At the same time, Brown said, Mr. Gorbachev suffered failures, including his effort to break the grip of central planning on the economy in reforms known as perestroika, which got a start but never went far enough, and his inability to satisfy ambitions for sovereignty among restive Soviet nationalities, which contributed to the centrifugal forces that broke up the country.
Many of Mr. Gorbachev’s most remarkable accomplishments came to haunt him. Liberalization of the system “brought every conceivable long-suppressed problem and grievance to the surface of Soviet political life,” Brown recalled. “Mr. Gorbachev’s political in-tray became monumentally overloaded.”
After a failed coup attempt by hard-liners in 1991, a weakened Mr. Gorbachev finally relinquished power to even more radical reformers led by Russian President Boris Yeltsin. The Soviet flag came down from the Kremlin on Dec. 25, 1991.
Mr. Gorbachev did not set out to lower that flag. He was very much a product of the system and the tumultuous events that spanned his lifetime, from Stalin’s terror and the unimaginable losses of World War II, through the hardships, thaws, triumphs, dashed expectations and stagnation of the postwar years.
Over many years, Mr. Gorbachev came to see a huge chasm that existed between the reality of Soviet day-to-day life, often shabby and poor, and the artificial slogans of the party and leadership about a bright future under communism.

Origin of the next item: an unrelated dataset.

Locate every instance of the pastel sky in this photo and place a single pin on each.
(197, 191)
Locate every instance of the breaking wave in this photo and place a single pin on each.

Many others also saw this gap and shrugged, but what made Mr. Gorbachev different is that he was shocked by it. By the time he became Soviet leader, he had fully absorbed the abysmal reality but had little understanding of how to fix it. He hoped that unleashing forces of openness and political pluralism would heal the other maladies.
They could not.
In the shadow of Stalin and war
Mikhail Sergeievich Gorbachev was born March 2, 1931, in the small village of Privolnoye, in the black-earth region of Stavropol in southern Russia. His parents, Sergei and Maria, worked the land in a village that was little changed over centuries.
Mr. Gorbachev spent much of his childhood as the favorite of his mother’s parents: He often lived with them. His maternal grandfather, Pantelei, was remembered by Mr. Gorbachev as a tolerant man, and immensely respected in the village. In those years, Mr. Gorbachev was the only son; a brother was born after the war, when Mikhail was 17 years old.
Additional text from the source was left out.